Padahal, lanjut Mahkamah, pengalaman sejak penyelenggaraan pemilihan langsung menunjukkan, dengan hanya 2 (dua) pasangan calon presiden dan wakil presiden, masyarakat mudah terjebak dalam polarisasi (masyarakat yang terbelah) yang sekiranya tidak diantisipasi mengancam kebhinekaan Indonesia.

 

4 dari 4 halaman

Jika Dibiarkan, Bisa Muncul Calon Tunggal

Bahkan jika pengaturan tersebut terus dibiarkan, tidak tertutup kemungkinan pemilu presiden dan wakil presiden akan terjebak dengan calon tunggal.

Kecenderungan demikian, paling tidak dapat dilihat dalam fenomena pemilihan kepala daerah yang dari waktu ke waktu semakin bergerak ke arah munculnya calon tunggal atau pemilihan dengan kotak kosong.

Artinya, menurut Mahkamah, membiarkan atau mempertahankan ambang batas minimal persentase pengusulan pasangan calon presiden dan wakil presiden (presidential threshold) sebagaimana diatur dalam Pasal 222 UU Pemilu berpeluang atau berpotensi terhalangnya pelaksanaan pemilihan presiden dan wakil presiden secara langsung oleh rakyat dengan menyediakan banyak pilihan pasangan calon presiden dan wakil presiden.

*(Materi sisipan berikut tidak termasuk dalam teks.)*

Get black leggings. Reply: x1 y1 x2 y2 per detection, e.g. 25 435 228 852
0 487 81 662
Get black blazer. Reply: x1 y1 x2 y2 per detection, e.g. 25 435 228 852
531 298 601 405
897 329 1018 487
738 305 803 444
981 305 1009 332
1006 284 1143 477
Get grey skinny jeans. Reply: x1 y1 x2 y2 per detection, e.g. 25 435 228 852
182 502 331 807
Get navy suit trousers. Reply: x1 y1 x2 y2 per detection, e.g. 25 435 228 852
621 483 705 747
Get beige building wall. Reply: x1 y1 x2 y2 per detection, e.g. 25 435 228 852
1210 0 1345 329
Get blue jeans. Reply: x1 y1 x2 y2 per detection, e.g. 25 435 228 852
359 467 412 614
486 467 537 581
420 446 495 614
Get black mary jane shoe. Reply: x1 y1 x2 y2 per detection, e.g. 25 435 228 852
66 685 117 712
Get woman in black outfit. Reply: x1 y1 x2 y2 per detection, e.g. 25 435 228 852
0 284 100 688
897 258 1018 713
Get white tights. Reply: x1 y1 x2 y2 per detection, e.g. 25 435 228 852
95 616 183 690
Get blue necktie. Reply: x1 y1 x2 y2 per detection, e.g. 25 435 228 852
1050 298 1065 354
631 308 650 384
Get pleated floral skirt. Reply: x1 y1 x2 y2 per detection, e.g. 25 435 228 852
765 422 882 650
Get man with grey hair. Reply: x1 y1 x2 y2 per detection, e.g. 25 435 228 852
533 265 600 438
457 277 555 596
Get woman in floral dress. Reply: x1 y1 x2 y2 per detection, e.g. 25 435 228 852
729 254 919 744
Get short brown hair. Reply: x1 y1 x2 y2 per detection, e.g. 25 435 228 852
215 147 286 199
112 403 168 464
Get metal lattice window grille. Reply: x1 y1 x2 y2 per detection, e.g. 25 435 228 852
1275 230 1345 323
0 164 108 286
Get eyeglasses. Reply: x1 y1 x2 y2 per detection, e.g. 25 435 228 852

"Jika hal itu terjadi, makna hakiki dari Pasal 6A ayat (1) UUD NRI Tahun 1945 akan hilang atau setidak-tidaknya bergeser dari salah satu tujuan yang hendak dicapai dari perubahan konstitusi, yaitu menyempurnakan aturan dasar mengenai jaminan pelaksanaan kedaulatan rakyat serta memperluas partisipasi rakyat agar sesuai dengan perkembangan demokrasi," sebut Saldi.